NASA partners with 9 companies to help it explore the moon

Astronaut Edwin E. Aldrin Jr., lunar module pilot, walks on the surface of the moon near the leg of the Lunar Module (LM) “Eagle” during the Apollo 11 extravehicular activity (EVA) in this July 20, 1969 NASA handout photo.
Astronaut Edwin E. Aldrin Jr., lunar module pilot, walks on the surface of the moon near the leg of the Lunar Module (LM) “Eagle” during the Apollo 11 extravehicular activity (EVA) in this July 20, 1969 NASA handout photo.

NASA announced on Thursday a change in the way the U.S. manages exploration of the moon with contracts awarded to nine commercial partners intended to speed scientific discovery.

“We’re doing something that has never been done before,” NASA Administrator Jim Bridenstine said. “We want to be one customer of many customers in a robust marketplace between the Earth and the moon.”

Bridenstine described the new companies as partners. “In other words, we’re going to buy the service. We’re not going to own and operate the hardware,” Bridenstine said. “Think of it like venture capital.”

The Commercial Lunar Payload Services Program is driven by NASA’s Science Mission Directorate and aims to boost the number of experiments performed on the Earth’s closest celestial neighbor.

Thomas Zurbuchen, associate administrator for NASA’s Science Mission Directorate, said the strategy is designed to reduce cost and drive innovative methods to probe the moon’s resources.

“On the moon there is water. On the moon there are resources, precious resources, and we want to learn how to use these resources,” Zurbuchen said. “We want to go back with humans and actually use those resources perhaps to bring back to earth, or to fuel, to breathe, to drink.”

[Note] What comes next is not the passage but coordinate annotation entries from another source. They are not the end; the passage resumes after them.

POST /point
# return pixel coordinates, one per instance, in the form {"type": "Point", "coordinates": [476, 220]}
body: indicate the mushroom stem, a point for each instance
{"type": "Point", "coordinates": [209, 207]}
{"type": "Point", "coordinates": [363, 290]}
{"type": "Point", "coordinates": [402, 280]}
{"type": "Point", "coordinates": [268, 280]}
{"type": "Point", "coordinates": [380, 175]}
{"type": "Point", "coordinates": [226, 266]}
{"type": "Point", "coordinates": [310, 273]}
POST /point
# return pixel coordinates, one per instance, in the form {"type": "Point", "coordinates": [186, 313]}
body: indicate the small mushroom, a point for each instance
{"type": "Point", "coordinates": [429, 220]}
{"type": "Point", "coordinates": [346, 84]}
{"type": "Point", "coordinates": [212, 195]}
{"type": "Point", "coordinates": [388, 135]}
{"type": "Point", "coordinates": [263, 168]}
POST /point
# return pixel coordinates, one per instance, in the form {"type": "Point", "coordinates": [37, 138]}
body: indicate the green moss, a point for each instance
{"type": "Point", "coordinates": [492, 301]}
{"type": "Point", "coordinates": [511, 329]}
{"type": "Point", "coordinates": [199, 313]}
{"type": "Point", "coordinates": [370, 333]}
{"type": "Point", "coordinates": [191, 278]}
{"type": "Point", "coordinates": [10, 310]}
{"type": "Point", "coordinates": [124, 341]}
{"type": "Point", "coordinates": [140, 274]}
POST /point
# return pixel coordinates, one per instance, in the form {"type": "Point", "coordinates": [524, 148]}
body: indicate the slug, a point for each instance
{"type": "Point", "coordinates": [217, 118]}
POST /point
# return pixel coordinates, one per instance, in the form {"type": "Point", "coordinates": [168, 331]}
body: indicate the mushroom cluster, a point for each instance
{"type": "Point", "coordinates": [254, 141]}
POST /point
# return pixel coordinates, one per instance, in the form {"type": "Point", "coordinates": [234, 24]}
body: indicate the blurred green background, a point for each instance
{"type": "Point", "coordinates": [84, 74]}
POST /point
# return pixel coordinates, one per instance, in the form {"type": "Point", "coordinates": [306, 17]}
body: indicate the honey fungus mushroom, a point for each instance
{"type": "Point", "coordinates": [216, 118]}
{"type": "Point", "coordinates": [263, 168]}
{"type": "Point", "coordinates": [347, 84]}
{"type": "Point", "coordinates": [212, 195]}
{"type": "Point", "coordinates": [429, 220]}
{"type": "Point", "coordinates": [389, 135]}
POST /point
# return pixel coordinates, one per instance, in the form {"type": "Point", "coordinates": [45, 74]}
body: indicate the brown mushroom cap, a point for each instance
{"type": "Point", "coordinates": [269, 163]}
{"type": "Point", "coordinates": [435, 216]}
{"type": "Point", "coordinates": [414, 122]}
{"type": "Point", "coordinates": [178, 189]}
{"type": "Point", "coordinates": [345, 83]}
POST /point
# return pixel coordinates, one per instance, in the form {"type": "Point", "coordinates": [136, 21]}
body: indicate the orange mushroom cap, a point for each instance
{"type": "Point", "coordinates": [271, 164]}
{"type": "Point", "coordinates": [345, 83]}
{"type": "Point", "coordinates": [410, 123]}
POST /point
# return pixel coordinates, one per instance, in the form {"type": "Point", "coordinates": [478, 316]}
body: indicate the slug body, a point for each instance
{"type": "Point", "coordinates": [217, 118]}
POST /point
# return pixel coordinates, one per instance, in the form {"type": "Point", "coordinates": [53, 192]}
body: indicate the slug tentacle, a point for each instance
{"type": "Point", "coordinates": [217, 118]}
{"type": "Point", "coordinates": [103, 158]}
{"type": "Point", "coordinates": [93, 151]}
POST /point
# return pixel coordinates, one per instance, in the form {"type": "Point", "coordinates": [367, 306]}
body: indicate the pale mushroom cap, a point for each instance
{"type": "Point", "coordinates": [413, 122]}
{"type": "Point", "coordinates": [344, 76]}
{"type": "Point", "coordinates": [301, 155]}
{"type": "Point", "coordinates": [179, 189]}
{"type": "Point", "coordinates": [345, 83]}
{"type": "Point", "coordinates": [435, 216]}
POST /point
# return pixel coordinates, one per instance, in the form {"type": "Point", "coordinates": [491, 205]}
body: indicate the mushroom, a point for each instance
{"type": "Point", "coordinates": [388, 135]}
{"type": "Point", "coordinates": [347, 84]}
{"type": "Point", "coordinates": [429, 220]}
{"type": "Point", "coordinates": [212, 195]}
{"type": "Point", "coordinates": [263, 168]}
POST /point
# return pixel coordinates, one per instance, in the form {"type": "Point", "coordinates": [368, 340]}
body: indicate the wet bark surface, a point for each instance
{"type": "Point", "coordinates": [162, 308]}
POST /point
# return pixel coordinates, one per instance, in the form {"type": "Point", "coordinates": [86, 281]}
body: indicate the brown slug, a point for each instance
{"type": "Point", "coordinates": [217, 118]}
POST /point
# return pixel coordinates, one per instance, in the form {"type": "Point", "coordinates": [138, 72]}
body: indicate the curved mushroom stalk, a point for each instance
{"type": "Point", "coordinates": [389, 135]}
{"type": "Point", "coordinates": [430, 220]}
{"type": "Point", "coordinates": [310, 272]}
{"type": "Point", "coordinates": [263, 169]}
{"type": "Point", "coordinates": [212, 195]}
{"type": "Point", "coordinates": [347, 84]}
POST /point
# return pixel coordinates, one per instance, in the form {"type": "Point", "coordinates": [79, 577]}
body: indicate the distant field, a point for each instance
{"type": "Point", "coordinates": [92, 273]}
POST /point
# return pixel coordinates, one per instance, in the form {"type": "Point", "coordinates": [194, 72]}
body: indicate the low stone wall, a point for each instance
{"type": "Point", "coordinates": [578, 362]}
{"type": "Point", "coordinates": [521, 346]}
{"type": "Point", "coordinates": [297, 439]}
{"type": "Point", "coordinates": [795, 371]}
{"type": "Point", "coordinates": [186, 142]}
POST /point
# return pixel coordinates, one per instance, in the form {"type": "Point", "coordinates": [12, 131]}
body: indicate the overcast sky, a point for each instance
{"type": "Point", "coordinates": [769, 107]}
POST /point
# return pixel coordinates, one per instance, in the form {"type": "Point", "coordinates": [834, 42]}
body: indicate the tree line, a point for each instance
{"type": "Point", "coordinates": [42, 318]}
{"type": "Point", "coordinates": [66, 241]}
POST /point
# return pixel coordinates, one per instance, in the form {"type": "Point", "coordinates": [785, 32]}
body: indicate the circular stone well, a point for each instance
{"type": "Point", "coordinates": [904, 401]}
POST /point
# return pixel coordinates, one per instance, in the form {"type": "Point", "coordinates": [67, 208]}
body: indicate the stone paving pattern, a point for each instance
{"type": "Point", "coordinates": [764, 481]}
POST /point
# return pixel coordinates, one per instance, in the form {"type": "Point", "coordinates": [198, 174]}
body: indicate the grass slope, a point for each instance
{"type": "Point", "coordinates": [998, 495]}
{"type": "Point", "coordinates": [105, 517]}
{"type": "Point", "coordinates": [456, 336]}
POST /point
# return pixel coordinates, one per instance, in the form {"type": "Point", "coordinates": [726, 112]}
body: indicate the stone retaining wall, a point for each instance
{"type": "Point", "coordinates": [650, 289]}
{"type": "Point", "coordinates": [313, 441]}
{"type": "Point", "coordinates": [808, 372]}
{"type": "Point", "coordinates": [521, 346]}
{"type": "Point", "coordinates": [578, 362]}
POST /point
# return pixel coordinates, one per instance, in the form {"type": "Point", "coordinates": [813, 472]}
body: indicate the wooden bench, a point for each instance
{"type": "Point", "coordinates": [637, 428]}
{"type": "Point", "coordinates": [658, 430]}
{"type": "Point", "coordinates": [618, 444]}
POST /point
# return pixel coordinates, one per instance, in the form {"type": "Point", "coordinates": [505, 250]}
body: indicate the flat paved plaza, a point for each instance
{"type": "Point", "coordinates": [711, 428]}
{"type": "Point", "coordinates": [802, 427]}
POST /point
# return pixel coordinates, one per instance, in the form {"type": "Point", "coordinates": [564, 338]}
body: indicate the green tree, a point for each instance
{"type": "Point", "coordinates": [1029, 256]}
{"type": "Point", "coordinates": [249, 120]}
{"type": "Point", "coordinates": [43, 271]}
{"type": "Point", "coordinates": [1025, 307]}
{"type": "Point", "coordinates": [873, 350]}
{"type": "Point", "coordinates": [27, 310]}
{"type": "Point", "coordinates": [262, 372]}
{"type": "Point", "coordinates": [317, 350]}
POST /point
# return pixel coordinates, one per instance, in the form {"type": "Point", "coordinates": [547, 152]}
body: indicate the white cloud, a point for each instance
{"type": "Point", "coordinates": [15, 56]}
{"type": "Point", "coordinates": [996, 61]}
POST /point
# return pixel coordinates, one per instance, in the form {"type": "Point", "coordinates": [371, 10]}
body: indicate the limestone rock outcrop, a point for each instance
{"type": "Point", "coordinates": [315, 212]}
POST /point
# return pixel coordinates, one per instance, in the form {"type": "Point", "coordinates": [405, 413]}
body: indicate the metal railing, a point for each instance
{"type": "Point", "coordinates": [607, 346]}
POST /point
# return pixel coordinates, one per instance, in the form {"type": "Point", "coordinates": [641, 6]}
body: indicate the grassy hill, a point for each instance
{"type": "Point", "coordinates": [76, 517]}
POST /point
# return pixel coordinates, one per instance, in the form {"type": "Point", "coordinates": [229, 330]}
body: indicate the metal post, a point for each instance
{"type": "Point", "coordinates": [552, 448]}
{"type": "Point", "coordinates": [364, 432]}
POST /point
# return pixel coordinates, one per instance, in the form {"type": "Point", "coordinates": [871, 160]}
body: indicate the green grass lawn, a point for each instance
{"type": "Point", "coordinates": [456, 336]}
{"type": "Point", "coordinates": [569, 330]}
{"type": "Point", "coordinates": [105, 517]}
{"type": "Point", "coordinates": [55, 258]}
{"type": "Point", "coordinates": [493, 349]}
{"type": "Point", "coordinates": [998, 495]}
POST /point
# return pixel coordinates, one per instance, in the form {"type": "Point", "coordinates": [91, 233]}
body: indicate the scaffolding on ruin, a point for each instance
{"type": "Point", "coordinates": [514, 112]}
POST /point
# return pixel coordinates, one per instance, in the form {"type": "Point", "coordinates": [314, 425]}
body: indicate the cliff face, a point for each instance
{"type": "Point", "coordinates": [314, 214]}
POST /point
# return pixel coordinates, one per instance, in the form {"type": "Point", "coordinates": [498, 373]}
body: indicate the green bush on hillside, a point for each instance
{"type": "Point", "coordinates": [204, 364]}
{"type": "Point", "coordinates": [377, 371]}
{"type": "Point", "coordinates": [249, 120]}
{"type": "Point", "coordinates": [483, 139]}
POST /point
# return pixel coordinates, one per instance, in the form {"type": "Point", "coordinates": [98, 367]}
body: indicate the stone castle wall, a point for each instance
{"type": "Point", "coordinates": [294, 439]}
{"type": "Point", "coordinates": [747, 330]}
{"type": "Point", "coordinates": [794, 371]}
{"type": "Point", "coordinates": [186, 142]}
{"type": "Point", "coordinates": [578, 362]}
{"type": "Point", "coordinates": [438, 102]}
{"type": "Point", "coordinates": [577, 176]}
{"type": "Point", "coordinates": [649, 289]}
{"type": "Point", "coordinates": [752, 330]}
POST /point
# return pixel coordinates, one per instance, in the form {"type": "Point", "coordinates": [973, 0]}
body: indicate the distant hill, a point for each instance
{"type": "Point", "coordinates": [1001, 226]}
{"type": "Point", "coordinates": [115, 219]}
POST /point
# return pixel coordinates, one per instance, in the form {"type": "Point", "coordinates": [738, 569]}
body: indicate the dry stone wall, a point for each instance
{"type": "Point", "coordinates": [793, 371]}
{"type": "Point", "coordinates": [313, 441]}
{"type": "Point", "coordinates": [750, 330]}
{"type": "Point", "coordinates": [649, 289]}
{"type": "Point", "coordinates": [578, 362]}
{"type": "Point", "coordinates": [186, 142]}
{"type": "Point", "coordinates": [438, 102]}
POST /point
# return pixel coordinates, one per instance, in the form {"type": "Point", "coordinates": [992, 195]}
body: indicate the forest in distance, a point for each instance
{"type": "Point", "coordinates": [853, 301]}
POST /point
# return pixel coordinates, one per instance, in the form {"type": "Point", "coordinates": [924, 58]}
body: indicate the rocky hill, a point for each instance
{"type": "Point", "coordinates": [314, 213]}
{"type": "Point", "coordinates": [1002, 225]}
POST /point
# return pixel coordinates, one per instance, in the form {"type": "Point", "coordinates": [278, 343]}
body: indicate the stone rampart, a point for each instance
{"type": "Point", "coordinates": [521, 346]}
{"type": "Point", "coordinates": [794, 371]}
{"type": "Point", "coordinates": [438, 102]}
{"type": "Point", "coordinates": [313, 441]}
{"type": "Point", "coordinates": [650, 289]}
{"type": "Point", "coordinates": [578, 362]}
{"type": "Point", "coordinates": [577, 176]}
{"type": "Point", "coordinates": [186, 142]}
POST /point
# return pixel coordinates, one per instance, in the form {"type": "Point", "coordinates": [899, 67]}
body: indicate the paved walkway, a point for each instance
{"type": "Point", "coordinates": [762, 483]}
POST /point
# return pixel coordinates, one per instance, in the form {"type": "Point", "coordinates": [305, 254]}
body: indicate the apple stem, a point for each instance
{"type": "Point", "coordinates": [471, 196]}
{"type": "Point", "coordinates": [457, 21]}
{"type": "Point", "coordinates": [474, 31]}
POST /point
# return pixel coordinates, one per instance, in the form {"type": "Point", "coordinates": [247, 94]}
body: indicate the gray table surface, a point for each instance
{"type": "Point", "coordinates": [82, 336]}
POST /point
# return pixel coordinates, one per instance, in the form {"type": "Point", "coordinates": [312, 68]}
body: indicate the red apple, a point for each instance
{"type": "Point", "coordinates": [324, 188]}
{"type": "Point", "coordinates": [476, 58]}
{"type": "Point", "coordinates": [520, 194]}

“Now we believe there’s hundreds of billions of tons of water ice on the surface of the moon,” Bridenstine said. “We are going to utilize the resources of the moon, which has never been American policy before.”

Companies awarded contracts include:

Astrobotic Technology

Deep Space Systems

Draper

Firefly Aerospace

Intuitive Machines

Lockheed Martin Corp.

Masten Space Systems

Moon Express

Orbit Beyond Inc.

NASA said it applied a broad range of criteria in selecting the companies awarded contracts, with more critical focus on likelihood that the company would be able to deliver the services.

“We’re still on a Mars high,” Zurbuchen joked. “The moon is full of secrets that we don’t know yet.”

“There are parts of the Moon that it’s so quiet there that we can see all the way back to the dawn of the universe in a way that we can’t do anywhere else, not even on satellites.”

In a May statement, NASA said missions to the moon would begin in 2022.